Lob gab es wie gesagt bereits viel. Wolf Alice heimste 2018 den begehrten „Mercury Prize“ für Ihr Album „Visions Of Life“ ein. Seit gut einer Dekade im Dienst, konnten sich die Londoner denn auch einen prominenten Produzenten wie Markus Dravs leisten (Björk, Brian Eno, Florence + The Machine, Arcade Fire). Und unter dessen Regie liefen Ellie Rowsell (Gesang, Gitarre, Keyboards), Joff Oddie (Gitarre, Keyboards), Theo Ellis (Bass) und Joel Amey (Schlagzeug) zu Höchstform auf. Die Texte vertiefen sich gerne in persönliche oder gesellschaftliche Themen, dank Ellie’s lyrischer Ader entstehen so oft anrührende kleine Kurzgeschichten, auch traurige.
Das melancholische Wochenende – „Blue Weekend“ – kommt als beeindruckend souveränes Alternative-Rock-Album daher. Und das klingt so:
Die Musik von Wolf Alice Blue Weekend
Die Brüsseler ICP-Studios bildeten das Domizil für die neuen Aufnahmen.

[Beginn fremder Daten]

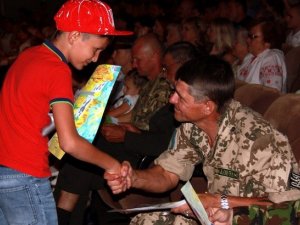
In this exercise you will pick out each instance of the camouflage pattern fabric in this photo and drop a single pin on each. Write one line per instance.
(248, 159)
(279, 214)
(153, 96)
(161, 218)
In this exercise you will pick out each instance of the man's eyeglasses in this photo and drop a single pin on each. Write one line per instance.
(253, 36)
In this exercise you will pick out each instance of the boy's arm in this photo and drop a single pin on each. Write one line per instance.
(71, 142)
(121, 110)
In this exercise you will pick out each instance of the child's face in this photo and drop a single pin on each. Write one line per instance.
(85, 49)
(130, 88)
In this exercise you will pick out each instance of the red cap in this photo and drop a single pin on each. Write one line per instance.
(88, 16)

Die Band fühlt sich dank der herzlichen Atmosphäre inklusive Wohnmöglichkeiten dort pudelwohl – bereits ihre EP „Creature Songs“ nahmen die Londoner in Belgien auf. Das Klangbild gefällt dank schöner Plastizität und Auflösung nebst ordentlichem Bass-Drive, wo nötig.

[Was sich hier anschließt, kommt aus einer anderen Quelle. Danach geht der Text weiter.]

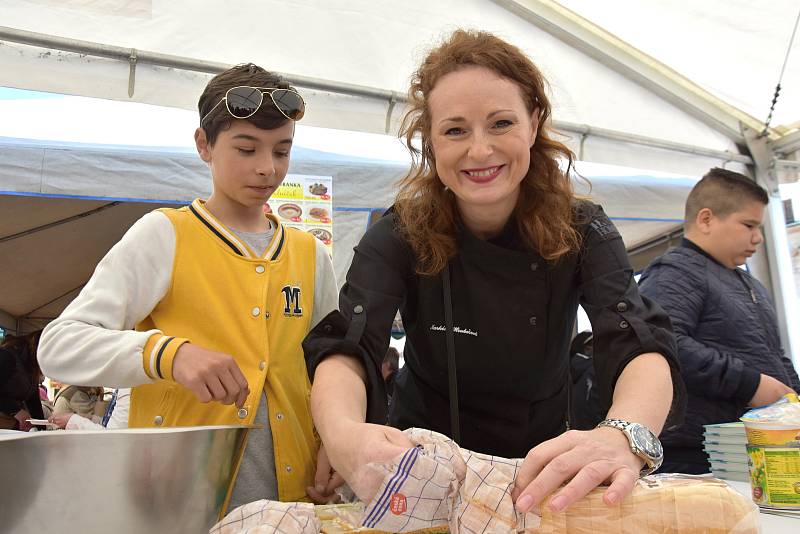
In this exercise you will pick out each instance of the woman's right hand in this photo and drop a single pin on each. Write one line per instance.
(358, 445)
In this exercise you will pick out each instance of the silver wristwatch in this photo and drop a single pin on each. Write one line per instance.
(643, 442)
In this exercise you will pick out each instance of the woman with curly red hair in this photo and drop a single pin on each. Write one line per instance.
(487, 253)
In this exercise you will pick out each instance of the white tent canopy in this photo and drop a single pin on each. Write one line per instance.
(81, 195)
(673, 86)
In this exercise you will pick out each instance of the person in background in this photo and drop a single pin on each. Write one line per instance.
(81, 400)
(202, 310)
(116, 415)
(390, 366)
(487, 253)
(727, 331)
(19, 382)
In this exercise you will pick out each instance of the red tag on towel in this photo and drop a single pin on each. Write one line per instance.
(398, 504)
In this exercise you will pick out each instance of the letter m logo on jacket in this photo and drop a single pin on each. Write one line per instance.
(292, 296)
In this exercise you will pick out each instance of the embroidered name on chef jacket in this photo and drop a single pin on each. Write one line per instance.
(456, 329)
(291, 295)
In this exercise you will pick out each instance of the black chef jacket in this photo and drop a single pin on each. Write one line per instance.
(513, 317)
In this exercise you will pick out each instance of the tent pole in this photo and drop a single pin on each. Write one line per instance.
(178, 62)
(784, 292)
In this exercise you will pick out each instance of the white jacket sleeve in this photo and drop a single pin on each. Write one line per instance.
(93, 342)
(326, 292)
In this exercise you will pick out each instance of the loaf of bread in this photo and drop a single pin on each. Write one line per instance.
(661, 504)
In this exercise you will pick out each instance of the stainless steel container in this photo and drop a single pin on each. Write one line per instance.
(116, 481)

Gleich zu Beginn lockt ein Ausflug zu „The Beach“ mit minimalistischen E-Gitarren, dezent eingesetzten Drums und glockenheller Stimme von Ellie Rowsell – was ruhig, mit leichtem Wellengang begann, setzt sich vehement aufwallend fort und steigert sich kurzzeitig in eine kleine Rock-Ekstase. Nach 2:35 legt sich der Sturm wieder, um „Delicious Things“ freien Lauf zu lassen: Darin steckt ein federnd angelegter Rock-Rhythmus, mit hymnischen Melodienbögen gesegnet, psychedelisch pastellig betupft und dank Break schön aufgelockert. „Lipstick On The Glass“ wandelt etwas auf den Spuren einer PJ Harvey – dezent gezupfte Saiten, engelsgleiche Stimme und ein rockiger Drive in einem schönem Raumambiente machen Laune. „Smile“ versucht dem Zuhörer ein Lächeln mit röchelnden Synthies und knallharten Riffs zu entlocken, inklusive Drum-Drama und unschuldigem Sprechgesang. Gelungen.

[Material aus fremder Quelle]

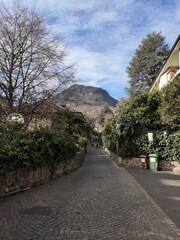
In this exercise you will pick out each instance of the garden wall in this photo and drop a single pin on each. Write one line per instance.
(136, 163)
(12, 182)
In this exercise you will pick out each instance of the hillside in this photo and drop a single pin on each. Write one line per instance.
(91, 101)
(86, 95)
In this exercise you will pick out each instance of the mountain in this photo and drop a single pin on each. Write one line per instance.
(86, 95)
(95, 103)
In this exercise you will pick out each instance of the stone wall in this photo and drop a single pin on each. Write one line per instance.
(23, 179)
(136, 163)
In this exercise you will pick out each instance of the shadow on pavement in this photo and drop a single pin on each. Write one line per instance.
(163, 187)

„Safe From Heartbreak“ wiederum lässt beinahe schon ein bisschen 70er-Jahre Folk-Feeling aufblitzen, dank sonniger Stimmung und Akustikgitarren. „Play The Greatest Hits“ hämmert und pocht als krachender Punk-Überfall, ein bisschen Pussy Riot 2.0 … „The Last Man On Earth“ gibt sich in Slow-motion-Manier mit zarten Pianoanschlägen, verhaltenem strahlendem Stimmeinsatz, verwoben mit wärmenden Melodien. „Es geht um die Arroganz der Menschen“, so Sängerin Ellie. Am Schluss geht’s nochmal zurück zum Strand: „The Beach II“ offenbart sich als passender Ort für Handclaps, fette Basslinien und helle Stimmen, zu denen es sich prächtig bei einem Sundowner in die Abendsonne blinzeln lässt. Was für ein bereicherndes „Blue Weekend“ – ein alternatives Rock-Stück, das Appetit auf mehr macht.